In In re T.G., T.G. appealed from a jurisdictional order sustaining charges that he participated in the commission of an armed robbery and attempted to dissuade the victim from testifying against him. That victim was Miguel G., and at trial, he identified one of his robbers, but, when the prosecutor asked him to identify the second robber, he claimed he no longer remembered who the second person was. Thereafter,
The prosecutor got Miguel to admit that when questioned by police on the night of the robbery, he had (1) identified T.G. as the second robber, (2) provided a physical description of the second robber and description of his clothes that matched T.G. when he was apprehended a short time later, (3) pointed out T.G. as the second robber to police when he spotted him walking in the neighborhood that night, and (4) had been truthful with police when he described the incident and identified the second robber.
Pressed by an openly skeptical prosecutor to explain his inability to identify T.G. as the robber at the hearing, Miguel testified, "I don't know. I just don't remember. I got hit by a car and was in a coma for three days." Miguel could not remember when the accident happened except that it was after he was robbed. The prosecution sought to develop a different theory to explain Miguel's lapse of memory-his fear of T.G. taking retribution against him or his family for testifying against him. Miguel admitted that T.G. had called him and threatened him approximately three times since the robbery, and that friends of T.G. had also threatened him on the telephone and in person.

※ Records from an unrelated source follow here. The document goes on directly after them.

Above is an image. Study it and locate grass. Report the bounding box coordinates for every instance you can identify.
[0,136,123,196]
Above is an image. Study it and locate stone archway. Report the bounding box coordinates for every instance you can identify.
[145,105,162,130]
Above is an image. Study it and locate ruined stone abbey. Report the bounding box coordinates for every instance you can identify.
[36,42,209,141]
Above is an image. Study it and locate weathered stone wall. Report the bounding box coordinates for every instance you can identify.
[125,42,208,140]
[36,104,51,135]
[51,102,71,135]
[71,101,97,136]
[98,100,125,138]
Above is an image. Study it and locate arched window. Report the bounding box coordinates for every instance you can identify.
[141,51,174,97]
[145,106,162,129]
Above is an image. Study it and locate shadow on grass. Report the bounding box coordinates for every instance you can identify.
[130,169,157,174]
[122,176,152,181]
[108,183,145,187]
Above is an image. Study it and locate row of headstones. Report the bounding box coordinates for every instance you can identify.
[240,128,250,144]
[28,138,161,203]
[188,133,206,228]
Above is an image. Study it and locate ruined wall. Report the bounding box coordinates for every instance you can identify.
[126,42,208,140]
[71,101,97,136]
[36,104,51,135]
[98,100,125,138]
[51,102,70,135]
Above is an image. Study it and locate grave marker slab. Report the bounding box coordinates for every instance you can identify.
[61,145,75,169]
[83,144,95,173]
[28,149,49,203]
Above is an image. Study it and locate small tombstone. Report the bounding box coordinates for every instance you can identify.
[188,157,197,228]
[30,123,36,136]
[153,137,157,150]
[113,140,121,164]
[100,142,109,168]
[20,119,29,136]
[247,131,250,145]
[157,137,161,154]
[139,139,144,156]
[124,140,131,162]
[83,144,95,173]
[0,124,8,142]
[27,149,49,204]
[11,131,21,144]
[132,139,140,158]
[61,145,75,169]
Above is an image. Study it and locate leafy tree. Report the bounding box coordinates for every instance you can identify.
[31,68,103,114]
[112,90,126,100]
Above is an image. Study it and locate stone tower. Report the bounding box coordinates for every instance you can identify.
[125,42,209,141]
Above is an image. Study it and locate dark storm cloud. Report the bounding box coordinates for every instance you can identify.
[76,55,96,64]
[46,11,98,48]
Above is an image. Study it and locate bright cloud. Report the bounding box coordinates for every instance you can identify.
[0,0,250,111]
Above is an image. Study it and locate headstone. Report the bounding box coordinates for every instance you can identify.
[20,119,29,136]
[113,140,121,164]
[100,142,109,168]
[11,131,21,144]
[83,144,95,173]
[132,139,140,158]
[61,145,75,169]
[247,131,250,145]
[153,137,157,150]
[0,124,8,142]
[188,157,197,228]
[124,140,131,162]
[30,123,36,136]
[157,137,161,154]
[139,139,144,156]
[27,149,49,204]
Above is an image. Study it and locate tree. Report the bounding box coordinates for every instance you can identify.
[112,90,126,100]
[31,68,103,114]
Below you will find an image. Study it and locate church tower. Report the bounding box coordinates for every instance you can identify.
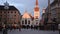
[34,0,40,19]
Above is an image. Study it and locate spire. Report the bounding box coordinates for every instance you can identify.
[36,0,38,5]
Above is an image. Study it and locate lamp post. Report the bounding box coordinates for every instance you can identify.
[4,1,9,25]
[58,24,60,34]
[3,1,9,34]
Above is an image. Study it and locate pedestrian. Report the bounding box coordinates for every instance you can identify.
[3,25,7,34]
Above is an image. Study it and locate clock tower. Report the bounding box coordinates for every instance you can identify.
[34,0,40,19]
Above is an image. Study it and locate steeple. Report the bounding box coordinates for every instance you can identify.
[36,0,38,5]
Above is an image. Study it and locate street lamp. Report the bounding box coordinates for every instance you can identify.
[58,24,60,34]
[4,1,9,25]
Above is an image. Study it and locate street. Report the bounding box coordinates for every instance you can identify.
[0,29,59,34]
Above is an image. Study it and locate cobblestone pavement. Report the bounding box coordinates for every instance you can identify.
[0,29,59,34]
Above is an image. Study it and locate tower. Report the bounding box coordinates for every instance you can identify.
[34,0,40,19]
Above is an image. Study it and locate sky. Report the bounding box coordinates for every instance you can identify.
[0,0,53,15]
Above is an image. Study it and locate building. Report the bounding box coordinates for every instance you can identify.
[33,0,40,26]
[0,1,21,25]
[21,0,40,26]
[21,11,32,26]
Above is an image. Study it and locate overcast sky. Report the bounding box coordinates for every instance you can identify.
[0,0,53,15]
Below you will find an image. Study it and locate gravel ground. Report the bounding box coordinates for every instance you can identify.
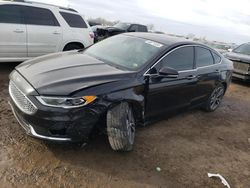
[0,64,250,188]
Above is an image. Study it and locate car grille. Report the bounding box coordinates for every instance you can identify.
[9,81,37,115]
[234,61,250,71]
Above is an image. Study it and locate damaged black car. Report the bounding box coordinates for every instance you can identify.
[9,33,233,151]
[96,22,148,41]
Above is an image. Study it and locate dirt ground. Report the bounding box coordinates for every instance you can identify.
[0,64,250,188]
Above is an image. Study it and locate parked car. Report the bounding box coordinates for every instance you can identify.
[225,43,250,81]
[9,33,233,151]
[91,25,103,43]
[97,22,148,40]
[0,1,94,62]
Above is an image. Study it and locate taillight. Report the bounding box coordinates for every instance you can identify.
[89,32,95,39]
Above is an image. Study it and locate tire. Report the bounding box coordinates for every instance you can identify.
[107,102,135,151]
[204,84,225,112]
[63,43,84,51]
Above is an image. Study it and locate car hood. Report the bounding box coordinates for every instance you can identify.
[16,51,135,96]
[98,26,125,32]
[225,52,250,63]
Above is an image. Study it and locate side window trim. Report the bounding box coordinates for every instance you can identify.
[143,44,222,76]
[21,5,61,27]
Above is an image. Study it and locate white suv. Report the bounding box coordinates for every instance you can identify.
[0,0,94,62]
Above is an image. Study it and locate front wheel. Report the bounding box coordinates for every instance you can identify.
[204,84,225,112]
[107,102,135,151]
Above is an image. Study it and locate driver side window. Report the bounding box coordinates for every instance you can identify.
[160,46,194,71]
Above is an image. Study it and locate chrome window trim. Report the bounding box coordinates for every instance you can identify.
[143,44,222,76]
[9,102,71,141]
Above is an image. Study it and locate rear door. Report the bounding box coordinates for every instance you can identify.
[24,6,62,57]
[0,5,27,58]
[195,46,221,103]
[146,46,197,117]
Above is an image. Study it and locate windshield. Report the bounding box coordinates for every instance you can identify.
[113,23,131,30]
[233,44,250,55]
[84,35,164,70]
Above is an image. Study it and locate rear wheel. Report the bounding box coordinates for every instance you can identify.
[204,84,225,112]
[107,102,135,151]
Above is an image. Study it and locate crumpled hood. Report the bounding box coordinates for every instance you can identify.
[16,51,134,96]
[225,52,250,63]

In his appeal, T.G. claimed that the admission of Miguel's prior statements violated his rights under the Confrontation Clause because Miguel was "unavailable" as a witness. In rejecting this argument, the court cited to the opinion of the United States Supreme Court in United States v. Owens, 484 U.S. 554 (1988), for the proposition that "Although the right of confrontation requires that an accused receive 'an adequate opportunity to cross-examine adverse witnesses'..., it does not protect against testimony that is 'marred by forgetfulness, confusion, or evasion.'"
Now, I certainly agree with the court that if Miguel indeed were suffering from memory loss, he was "unavailable" for purposes of the rule against hearsay but "available" for cross-examination for purposes of the Confrontation Clause. But that's not what the trial court found. According to the appellate court, "In this case, the trial court, the prosecution, and the defense itself all came to the conclusion that Miguel's claim of memory loss was fabricated."
This being the case, the court should have found that Miguel was not "unavailable" under California Evidence Code Section 240(a)(3). Instead, it should have required him to render complete testimony or be held in contempt of court. Because the court did not do so, I think that T.G.'s rights under the Confrontation Clause were violated.